Physical Description

The George Washington School is similar in appearance to the Robert Fulton and George Meade Schools. Constructed of brick and limestone, the school is three stories high and spans almost the length of the block. Designed in the Art Deco/Moderne style, the building is dominated by its vertical lines. Ribbon bands of windows punctuated by thin and thick brick piers further emphasize this verticality. The main entrance, an attenuated column, projects from the building roofline in skyscraper fashion. The building fenestration pattern is regular with triplet sash separating a single sash with a thin brick pier. All of the sash is double hung six over six. Limestone sills give some horizontal emphasis to the regular pattern of the windows.
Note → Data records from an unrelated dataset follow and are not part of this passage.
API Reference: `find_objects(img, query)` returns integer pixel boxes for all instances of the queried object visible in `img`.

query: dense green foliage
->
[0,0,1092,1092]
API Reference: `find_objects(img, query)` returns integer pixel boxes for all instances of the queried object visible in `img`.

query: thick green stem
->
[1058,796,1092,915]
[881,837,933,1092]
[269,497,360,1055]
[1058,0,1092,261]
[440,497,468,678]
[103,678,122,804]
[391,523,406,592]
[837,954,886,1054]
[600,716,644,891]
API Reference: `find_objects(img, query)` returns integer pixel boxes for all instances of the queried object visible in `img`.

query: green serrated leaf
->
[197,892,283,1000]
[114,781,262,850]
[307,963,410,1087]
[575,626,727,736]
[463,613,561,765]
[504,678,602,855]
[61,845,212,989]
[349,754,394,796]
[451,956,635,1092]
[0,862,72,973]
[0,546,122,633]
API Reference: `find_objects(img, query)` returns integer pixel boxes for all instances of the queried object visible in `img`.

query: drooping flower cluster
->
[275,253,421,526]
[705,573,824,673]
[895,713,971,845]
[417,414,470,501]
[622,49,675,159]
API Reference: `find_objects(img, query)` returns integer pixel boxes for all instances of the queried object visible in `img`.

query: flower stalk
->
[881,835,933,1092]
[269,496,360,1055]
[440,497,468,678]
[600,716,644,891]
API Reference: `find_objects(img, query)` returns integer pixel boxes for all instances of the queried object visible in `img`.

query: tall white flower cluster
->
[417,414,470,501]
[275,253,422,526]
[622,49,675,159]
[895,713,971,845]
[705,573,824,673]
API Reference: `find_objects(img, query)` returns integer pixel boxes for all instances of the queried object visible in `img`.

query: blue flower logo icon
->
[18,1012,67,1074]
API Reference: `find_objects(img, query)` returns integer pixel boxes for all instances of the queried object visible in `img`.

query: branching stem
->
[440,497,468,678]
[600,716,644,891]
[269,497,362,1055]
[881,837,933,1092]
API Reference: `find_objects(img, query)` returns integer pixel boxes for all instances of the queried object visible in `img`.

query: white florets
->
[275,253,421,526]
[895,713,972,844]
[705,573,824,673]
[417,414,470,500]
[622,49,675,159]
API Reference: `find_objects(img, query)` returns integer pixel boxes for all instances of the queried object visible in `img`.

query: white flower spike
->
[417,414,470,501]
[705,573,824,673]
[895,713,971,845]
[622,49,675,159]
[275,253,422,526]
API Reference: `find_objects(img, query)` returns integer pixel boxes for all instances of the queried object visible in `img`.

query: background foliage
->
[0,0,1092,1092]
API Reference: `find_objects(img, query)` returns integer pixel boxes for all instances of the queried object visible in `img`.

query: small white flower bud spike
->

A thick limestone lintel above the third floor sash is a bold contrast to the attenuated detailing above. The large brick piers, rising above the parapet line, in battlement style, have limestone caps. The main entrance tower has an ornately carved, limestone entrance surround. The overscale detail, with the characteristic rounded corners is created by two figures, wearing robes and carrying lanterns, lighting the way to the main door. These figures constitute the columns which support a smooth dressed entablature with a carved name plate and fascia detailing. Rising from the entablature is a band of windows two stories in height. The sash is figured with a double hung center opening and two small, double hung side sash. A decorative limestone panel continues to the roofline. Adjacent to the main entrance is the auditorium area which continues the building's appearance with the exception of the window pattern.